All these factors, and more, have led to an exceptional year for 2021 GDP. Some of them, especially monetary policy, will continue to give the economy strength in 2022.

However, there are now several factors which are militating against 2021’s extreme strength continuing in 2022.

  1. Ukraine – at the least some consumer hesitation, and some corporate indecisions as well, will reduce economic activity from what it might have been.
  2. The Omicron virus mutation, which is apparently less destructive but more transmissible than the Delta variant, has been a slight economic headwind, particularly in the first month of 2022. Between December 29th and January 10th, a huge 8.8 million workers reported not working due to being sick or caring for the sick. However, I think as evidenced by the eye-popping level of January retail sales – the best in 10 months at +3.8% – and excellent January employment figures, Omicron will only be a slight, temporary headwind.
  3. More importantly, for a slowdown the Fed is shifting its stance from ease to gradual tightening. This will eventually have a dampening effect on overall growth.
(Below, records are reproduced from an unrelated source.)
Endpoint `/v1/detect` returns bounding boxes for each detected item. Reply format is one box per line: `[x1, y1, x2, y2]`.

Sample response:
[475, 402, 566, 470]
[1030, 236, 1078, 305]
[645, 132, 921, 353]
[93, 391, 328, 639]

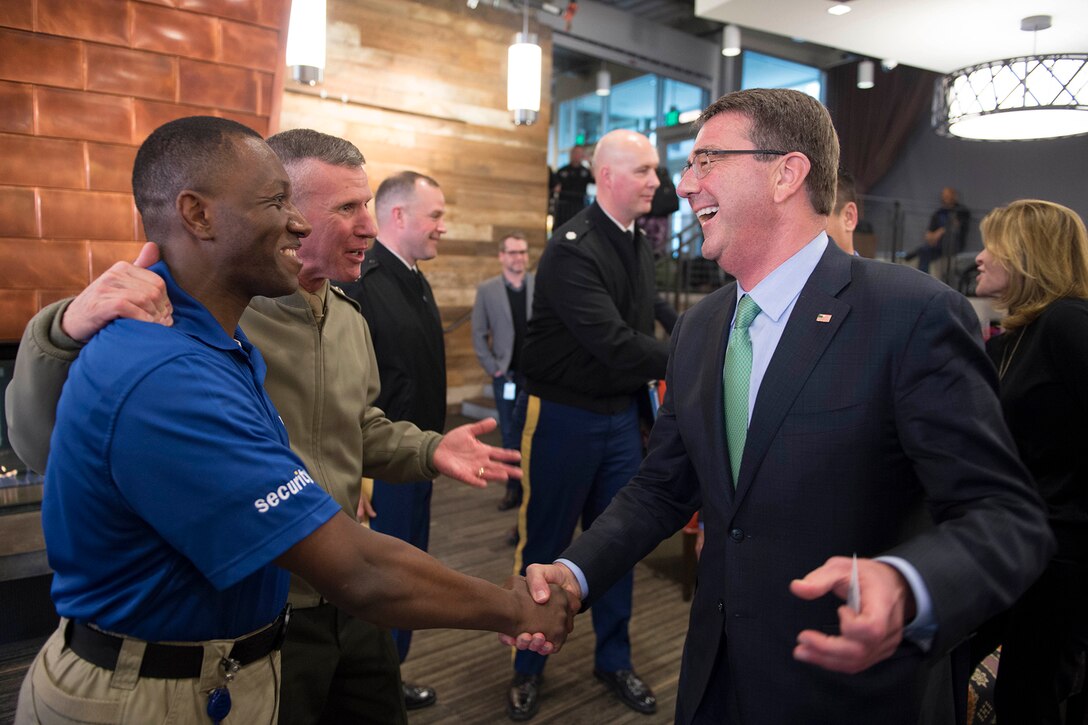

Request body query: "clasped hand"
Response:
[498, 575, 579, 654]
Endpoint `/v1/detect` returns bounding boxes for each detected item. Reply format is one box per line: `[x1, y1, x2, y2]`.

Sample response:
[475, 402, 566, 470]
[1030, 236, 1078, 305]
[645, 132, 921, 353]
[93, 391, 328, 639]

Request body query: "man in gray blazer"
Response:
[472, 232, 533, 511]
[517, 88, 1054, 725]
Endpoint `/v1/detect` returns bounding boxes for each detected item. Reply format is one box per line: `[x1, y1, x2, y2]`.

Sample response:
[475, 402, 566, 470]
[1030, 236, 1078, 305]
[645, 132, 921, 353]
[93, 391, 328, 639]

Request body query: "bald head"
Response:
[593, 128, 660, 225]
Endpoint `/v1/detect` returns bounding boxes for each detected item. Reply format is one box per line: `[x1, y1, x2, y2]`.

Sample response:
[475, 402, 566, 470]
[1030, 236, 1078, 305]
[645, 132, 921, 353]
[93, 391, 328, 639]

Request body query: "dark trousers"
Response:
[370, 480, 434, 662]
[280, 604, 408, 725]
[514, 395, 642, 674]
[491, 372, 524, 499]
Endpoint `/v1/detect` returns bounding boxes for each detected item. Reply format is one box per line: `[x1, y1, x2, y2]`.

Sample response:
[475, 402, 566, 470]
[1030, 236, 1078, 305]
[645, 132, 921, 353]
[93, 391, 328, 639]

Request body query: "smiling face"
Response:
[593, 131, 662, 226]
[975, 243, 1009, 297]
[288, 159, 378, 292]
[677, 112, 783, 277]
[209, 137, 310, 302]
[398, 179, 446, 265]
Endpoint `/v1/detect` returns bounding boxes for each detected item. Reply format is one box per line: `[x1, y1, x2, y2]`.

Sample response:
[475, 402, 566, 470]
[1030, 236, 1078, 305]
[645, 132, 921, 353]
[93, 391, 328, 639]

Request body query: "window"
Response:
[741, 50, 824, 102]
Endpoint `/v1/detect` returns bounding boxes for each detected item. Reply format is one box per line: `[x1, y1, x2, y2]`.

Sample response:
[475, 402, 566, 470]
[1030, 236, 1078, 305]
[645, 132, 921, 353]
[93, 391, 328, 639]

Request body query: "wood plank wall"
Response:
[280, 0, 552, 402]
[0, 0, 289, 341]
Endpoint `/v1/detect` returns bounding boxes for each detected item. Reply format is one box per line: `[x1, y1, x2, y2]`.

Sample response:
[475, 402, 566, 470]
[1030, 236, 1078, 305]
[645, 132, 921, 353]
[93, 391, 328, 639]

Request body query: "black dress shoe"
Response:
[593, 669, 657, 715]
[400, 683, 438, 710]
[498, 491, 521, 511]
[506, 673, 544, 722]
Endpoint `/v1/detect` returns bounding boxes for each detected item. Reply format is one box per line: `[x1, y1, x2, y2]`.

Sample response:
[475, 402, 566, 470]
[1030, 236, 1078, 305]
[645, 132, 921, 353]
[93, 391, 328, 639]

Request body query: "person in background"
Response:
[906, 186, 970, 273]
[335, 171, 446, 710]
[522, 88, 1053, 725]
[552, 146, 593, 230]
[506, 130, 668, 721]
[827, 169, 857, 256]
[975, 199, 1088, 725]
[472, 232, 535, 511]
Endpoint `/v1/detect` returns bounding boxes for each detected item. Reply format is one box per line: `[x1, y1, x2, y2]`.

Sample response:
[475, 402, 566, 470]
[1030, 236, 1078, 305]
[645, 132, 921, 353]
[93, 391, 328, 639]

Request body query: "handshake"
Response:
[498, 564, 582, 654]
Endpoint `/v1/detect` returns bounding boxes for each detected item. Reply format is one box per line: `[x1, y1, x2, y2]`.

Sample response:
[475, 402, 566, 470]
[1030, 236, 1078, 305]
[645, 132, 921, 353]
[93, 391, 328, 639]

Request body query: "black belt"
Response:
[64, 604, 290, 679]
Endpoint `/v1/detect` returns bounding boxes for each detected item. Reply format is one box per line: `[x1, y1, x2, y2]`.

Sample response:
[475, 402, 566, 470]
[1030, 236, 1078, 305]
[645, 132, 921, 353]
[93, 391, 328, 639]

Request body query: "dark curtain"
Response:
[827, 63, 940, 193]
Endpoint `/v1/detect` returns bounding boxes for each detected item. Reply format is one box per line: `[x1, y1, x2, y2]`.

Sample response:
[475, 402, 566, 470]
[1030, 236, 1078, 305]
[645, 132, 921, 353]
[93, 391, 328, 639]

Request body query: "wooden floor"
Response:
[401, 457, 689, 725]
[0, 420, 689, 725]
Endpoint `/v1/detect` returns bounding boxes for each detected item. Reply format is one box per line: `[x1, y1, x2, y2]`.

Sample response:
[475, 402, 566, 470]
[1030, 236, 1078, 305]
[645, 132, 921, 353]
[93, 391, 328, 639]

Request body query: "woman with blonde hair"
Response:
[975, 199, 1088, 725]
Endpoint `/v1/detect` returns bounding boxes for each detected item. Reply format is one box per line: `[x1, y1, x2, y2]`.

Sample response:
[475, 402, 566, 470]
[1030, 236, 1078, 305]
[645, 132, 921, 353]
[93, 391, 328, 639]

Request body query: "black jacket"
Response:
[343, 242, 446, 432]
[522, 204, 668, 414]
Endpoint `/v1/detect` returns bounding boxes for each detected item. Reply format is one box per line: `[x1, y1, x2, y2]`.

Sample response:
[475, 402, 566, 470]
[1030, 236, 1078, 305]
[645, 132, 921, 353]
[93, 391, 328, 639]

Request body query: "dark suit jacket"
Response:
[343, 242, 446, 432]
[564, 244, 1052, 725]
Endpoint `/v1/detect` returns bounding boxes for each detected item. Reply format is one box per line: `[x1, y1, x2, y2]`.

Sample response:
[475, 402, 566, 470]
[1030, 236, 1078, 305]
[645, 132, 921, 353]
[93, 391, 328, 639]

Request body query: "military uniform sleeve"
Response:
[4, 298, 83, 472]
[472, 287, 498, 377]
[359, 317, 442, 481]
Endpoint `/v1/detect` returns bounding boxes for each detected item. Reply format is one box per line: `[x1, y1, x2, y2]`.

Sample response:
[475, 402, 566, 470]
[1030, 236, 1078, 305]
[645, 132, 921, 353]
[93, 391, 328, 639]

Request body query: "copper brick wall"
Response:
[0, 0, 290, 341]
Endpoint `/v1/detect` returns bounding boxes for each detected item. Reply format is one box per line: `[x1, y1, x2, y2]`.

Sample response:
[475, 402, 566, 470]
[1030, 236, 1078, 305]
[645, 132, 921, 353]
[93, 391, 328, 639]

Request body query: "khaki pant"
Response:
[15, 619, 280, 725]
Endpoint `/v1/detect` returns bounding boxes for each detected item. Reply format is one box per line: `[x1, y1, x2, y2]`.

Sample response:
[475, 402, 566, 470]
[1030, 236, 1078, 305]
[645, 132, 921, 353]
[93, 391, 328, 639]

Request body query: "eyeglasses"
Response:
[680, 148, 789, 179]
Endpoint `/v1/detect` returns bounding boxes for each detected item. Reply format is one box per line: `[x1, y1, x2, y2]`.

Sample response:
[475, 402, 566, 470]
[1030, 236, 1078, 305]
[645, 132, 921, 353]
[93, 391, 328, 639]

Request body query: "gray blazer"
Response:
[472, 272, 535, 377]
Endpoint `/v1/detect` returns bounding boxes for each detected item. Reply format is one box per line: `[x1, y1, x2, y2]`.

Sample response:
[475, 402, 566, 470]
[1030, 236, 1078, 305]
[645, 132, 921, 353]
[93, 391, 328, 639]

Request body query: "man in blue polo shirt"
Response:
[16, 118, 570, 723]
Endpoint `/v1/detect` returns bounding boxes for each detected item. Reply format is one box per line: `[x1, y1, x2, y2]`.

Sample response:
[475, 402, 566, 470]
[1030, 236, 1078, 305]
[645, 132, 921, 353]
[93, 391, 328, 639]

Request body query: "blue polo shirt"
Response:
[41, 262, 341, 641]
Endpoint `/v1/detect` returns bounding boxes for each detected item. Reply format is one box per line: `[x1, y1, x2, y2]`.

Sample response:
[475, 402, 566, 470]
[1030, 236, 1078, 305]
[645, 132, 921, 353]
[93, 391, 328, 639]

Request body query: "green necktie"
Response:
[721, 295, 759, 487]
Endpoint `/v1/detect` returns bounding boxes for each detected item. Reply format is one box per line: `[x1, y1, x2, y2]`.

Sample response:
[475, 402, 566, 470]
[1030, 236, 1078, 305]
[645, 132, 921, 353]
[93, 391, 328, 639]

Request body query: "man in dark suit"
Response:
[517, 89, 1053, 725]
[335, 171, 446, 710]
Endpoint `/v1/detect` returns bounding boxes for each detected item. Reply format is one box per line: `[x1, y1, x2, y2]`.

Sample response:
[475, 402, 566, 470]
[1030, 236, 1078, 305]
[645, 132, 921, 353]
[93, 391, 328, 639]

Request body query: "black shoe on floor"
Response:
[506, 673, 544, 722]
[498, 490, 521, 511]
[400, 683, 438, 710]
[593, 669, 657, 715]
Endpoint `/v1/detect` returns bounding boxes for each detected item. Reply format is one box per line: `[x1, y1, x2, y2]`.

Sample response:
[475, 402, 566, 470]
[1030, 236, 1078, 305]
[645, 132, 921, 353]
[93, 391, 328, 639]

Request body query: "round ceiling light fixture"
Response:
[934, 15, 1088, 140]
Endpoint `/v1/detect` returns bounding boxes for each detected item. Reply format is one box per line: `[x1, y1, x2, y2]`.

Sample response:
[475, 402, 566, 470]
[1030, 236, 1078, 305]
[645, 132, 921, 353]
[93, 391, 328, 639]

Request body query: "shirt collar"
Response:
[597, 202, 634, 234]
[382, 239, 419, 272]
[737, 232, 828, 322]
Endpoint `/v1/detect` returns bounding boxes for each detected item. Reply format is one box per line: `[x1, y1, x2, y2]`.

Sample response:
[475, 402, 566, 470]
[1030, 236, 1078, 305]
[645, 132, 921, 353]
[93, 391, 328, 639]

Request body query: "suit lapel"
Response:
[735, 244, 851, 504]
[692, 282, 737, 504]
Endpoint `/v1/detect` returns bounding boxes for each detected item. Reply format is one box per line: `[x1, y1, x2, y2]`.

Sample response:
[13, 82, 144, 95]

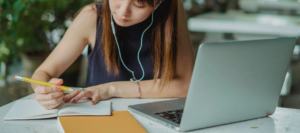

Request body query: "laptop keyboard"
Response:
[154, 109, 183, 124]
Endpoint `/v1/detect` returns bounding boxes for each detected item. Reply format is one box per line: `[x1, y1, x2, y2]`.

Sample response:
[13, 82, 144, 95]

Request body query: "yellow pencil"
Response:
[15, 75, 74, 91]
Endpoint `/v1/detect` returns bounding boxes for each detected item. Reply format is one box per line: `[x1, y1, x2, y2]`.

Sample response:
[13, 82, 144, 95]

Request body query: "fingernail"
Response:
[70, 98, 75, 103]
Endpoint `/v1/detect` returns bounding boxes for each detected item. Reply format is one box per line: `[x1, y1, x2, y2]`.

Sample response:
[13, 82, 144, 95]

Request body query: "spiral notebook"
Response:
[4, 99, 111, 120]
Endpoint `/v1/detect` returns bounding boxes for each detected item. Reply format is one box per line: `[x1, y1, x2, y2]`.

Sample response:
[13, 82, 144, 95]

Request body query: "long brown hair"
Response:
[94, 0, 178, 86]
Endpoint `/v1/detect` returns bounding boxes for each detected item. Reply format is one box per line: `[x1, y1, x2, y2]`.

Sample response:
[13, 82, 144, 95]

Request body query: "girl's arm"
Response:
[32, 5, 97, 89]
[65, 0, 194, 104]
[31, 6, 97, 109]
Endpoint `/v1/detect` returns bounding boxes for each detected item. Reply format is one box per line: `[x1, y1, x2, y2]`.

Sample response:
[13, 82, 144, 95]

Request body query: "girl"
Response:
[32, 0, 194, 109]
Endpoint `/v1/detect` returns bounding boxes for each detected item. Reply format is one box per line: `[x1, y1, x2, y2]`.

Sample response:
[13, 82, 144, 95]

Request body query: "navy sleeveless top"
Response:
[86, 5, 154, 87]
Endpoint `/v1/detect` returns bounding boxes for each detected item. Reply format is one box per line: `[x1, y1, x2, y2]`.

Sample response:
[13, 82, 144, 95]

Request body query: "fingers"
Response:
[64, 90, 81, 103]
[91, 95, 101, 105]
[71, 91, 89, 103]
[36, 91, 64, 101]
[34, 86, 61, 94]
[39, 96, 64, 110]
[49, 78, 64, 85]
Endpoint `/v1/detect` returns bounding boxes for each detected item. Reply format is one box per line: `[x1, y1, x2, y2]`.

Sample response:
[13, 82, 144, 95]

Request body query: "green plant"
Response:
[0, 0, 96, 79]
[0, 0, 95, 62]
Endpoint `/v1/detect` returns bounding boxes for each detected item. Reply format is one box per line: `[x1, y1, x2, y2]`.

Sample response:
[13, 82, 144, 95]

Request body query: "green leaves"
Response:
[0, 0, 95, 62]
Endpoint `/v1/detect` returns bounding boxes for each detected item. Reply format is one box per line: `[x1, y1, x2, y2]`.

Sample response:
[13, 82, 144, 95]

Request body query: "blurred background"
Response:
[0, 0, 300, 109]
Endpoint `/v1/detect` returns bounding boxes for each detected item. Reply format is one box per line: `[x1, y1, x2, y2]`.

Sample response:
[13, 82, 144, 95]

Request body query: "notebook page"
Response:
[4, 100, 58, 120]
[58, 100, 111, 116]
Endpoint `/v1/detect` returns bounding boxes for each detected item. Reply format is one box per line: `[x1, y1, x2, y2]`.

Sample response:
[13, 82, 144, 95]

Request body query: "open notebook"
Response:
[4, 99, 111, 120]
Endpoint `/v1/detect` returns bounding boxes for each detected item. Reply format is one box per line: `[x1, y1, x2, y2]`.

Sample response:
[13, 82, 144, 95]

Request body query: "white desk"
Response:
[0, 94, 300, 133]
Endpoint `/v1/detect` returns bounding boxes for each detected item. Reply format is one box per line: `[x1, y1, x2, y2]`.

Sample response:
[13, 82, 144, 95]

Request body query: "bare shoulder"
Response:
[71, 4, 97, 44]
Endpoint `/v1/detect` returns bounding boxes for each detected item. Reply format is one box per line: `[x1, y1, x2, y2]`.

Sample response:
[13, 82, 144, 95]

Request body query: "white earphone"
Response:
[111, 0, 161, 82]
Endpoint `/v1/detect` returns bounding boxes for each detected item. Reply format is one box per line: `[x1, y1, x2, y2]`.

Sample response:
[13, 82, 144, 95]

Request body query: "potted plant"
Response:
[0, 0, 95, 89]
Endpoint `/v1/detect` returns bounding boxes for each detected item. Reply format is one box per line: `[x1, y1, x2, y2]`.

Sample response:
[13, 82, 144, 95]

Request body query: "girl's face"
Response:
[109, 0, 154, 27]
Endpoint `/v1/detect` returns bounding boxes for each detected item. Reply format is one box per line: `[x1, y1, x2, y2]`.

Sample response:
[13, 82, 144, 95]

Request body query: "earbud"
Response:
[110, 0, 161, 82]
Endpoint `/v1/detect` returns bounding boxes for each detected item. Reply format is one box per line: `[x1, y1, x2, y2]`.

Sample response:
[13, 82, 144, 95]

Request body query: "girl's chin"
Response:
[116, 22, 134, 27]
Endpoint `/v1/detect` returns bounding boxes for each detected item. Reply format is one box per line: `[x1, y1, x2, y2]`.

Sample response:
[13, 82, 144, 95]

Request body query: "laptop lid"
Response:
[180, 38, 296, 131]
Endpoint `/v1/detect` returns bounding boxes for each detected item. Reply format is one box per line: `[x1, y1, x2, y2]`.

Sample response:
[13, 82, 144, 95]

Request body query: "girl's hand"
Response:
[64, 84, 111, 105]
[34, 78, 64, 110]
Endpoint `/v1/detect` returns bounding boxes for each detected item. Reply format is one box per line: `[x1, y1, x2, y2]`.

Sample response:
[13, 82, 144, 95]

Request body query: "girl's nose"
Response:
[120, 2, 131, 19]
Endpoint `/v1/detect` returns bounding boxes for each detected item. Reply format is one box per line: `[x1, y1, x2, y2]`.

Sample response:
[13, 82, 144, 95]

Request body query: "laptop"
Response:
[128, 38, 296, 131]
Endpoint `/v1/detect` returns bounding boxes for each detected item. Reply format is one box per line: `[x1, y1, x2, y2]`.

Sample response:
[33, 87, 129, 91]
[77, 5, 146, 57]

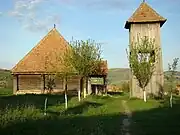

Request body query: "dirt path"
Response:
[121, 100, 132, 135]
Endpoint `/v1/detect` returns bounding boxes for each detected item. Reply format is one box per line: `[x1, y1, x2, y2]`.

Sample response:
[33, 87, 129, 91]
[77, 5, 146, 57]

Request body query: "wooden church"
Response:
[125, 1, 166, 98]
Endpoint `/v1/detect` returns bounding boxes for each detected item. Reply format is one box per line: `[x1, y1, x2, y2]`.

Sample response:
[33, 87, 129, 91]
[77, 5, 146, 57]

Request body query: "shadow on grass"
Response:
[107, 91, 125, 96]
[64, 101, 103, 115]
[0, 115, 122, 135]
[131, 98, 180, 135]
[0, 94, 74, 110]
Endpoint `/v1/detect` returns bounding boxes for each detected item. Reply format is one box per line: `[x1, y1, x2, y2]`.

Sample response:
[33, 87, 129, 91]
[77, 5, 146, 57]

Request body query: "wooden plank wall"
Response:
[129, 23, 164, 98]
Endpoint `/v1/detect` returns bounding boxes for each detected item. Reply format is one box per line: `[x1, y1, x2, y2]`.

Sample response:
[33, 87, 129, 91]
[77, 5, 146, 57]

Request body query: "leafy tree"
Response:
[165, 58, 179, 108]
[66, 39, 101, 97]
[127, 36, 158, 102]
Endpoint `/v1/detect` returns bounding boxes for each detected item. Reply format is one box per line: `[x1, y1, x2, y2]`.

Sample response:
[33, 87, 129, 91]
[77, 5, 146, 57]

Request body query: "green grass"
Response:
[0, 89, 180, 135]
[0, 89, 126, 135]
[128, 98, 180, 135]
[0, 88, 13, 96]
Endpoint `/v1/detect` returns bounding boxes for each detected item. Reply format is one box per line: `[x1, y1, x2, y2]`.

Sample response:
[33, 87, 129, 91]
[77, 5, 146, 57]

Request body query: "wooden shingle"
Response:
[12, 28, 107, 75]
[12, 28, 68, 73]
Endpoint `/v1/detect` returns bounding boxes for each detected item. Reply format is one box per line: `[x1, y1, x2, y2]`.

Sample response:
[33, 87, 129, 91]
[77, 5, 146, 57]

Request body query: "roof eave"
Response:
[124, 19, 167, 29]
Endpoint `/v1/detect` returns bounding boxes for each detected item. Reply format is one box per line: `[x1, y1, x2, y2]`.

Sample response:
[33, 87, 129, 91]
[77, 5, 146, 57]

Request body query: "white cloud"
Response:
[9, 0, 60, 32]
[57, 0, 135, 10]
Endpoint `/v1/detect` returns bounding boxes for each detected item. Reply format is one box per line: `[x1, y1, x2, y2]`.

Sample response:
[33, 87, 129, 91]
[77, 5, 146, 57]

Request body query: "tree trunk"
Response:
[83, 77, 87, 98]
[143, 88, 147, 102]
[169, 91, 173, 108]
[78, 77, 84, 102]
[63, 77, 68, 109]
[44, 97, 48, 115]
[86, 77, 89, 95]
[78, 89, 81, 102]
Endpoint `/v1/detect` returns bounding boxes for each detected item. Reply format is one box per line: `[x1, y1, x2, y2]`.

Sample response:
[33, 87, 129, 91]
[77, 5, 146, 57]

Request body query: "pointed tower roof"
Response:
[125, 1, 166, 29]
[12, 27, 68, 73]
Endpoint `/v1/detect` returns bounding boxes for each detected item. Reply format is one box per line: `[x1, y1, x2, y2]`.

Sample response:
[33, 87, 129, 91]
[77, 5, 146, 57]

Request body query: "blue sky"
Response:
[0, 0, 180, 70]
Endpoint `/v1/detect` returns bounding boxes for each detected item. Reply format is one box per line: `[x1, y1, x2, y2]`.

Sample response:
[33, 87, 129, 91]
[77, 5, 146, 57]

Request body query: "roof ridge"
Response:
[11, 28, 62, 71]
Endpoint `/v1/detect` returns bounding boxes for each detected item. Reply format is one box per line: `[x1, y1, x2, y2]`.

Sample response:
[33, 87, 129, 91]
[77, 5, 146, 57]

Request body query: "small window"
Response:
[138, 51, 155, 62]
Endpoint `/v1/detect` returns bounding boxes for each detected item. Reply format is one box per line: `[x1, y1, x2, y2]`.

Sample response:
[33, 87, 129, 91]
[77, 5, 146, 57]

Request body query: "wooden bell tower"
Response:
[125, 0, 166, 98]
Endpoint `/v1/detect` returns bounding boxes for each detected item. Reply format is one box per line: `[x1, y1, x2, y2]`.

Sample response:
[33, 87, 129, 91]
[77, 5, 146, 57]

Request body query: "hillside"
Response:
[108, 68, 180, 85]
[0, 68, 180, 86]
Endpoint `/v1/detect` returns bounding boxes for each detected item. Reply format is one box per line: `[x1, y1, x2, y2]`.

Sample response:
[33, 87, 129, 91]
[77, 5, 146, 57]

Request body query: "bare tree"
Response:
[165, 58, 179, 108]
[127, 36, 158, 102]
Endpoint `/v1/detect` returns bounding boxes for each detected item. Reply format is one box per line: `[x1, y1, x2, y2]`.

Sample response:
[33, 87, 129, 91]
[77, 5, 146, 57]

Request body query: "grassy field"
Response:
[0, 89, 180, 135]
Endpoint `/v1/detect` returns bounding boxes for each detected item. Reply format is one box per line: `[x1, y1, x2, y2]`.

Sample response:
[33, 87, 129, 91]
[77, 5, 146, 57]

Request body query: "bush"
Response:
[121, 81, 130, 93]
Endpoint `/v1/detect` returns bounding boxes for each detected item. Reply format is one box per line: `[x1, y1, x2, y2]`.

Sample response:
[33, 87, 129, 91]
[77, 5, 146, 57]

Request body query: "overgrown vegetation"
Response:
[165, 58, 179, 108]
[127, 36, 158, 102]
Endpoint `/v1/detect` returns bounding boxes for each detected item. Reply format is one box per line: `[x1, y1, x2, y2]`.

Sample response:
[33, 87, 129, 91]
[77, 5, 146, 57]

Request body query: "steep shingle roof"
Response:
[12, 28, 108, 75]
[12, 28, 68, 73]
[125, 2, 166, 29]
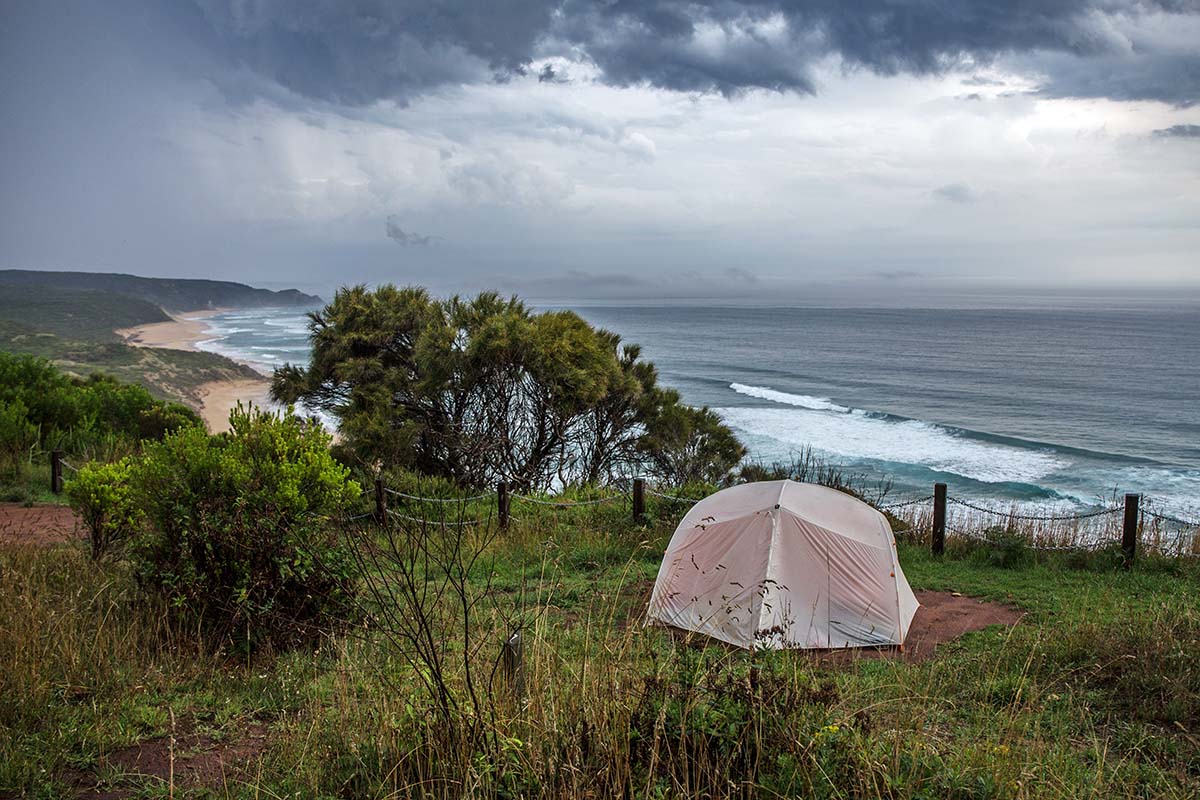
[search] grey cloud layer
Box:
[200,0,1200,106]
The primary reason for this Fed change is their goal of reducing the demand-side of inflation, year-on-year. Inflation is at 30-year highs at this point of +7%. We believe the Fed will need to tighten significantly – higher rates – with some impact to economic growth; though note – there is always a delayed effect, and this will have more effect in 2023.
  4. Most of the previous $1.9 trillion fiscal stimulus programs by the Federal government referred to above will go away, including expanded child tax credits and payments, and the student loan forgiveness program. There are, however, $560 billion left to spend from the Recovery Bills of 2020/2021. The beginnings of the passed infrastructure bill spending will be a new, though gradual, fiscal positive – about $22 billion, so this is a mixed fiscal bag.
  5. The labor market is likely to be affected by even greater supplies of people turning out to work this year. We believe wage inflation will see its height in the first quarter of 2022, and then start downward as the supply increases. In fact, numbers announced for February indicated exactly that. There will still be inflationary pressures from labor but not as severe as they have been in the very recent past.
  6. Housing prices are up, and sales are coming down some.
  7. The supply side for goods will come into more balance during this year as supply chain issues are gradually resolved. This is particularly true in autos, which has been a major contributor to inflation because demand has remained solid, but supply has been hampered by chip shortages. This area is certainly going to reduce inflation later in the year and add to GDP on balance.


We think the combination of all these factors will reduce real GDP somewhat from 2021’s exceptional strength. However, there are still enough strengths that we forecast that the U.S. economy is going to remain quite strong in 2022, especially when compared to the 15 years preceding 2021. The momentum of the recovery is still in place. Our base projection is for U.S. GDP for the year 2022 to be 7.5% nominal, of which 3.0% will be real and 4.5% will be inflation.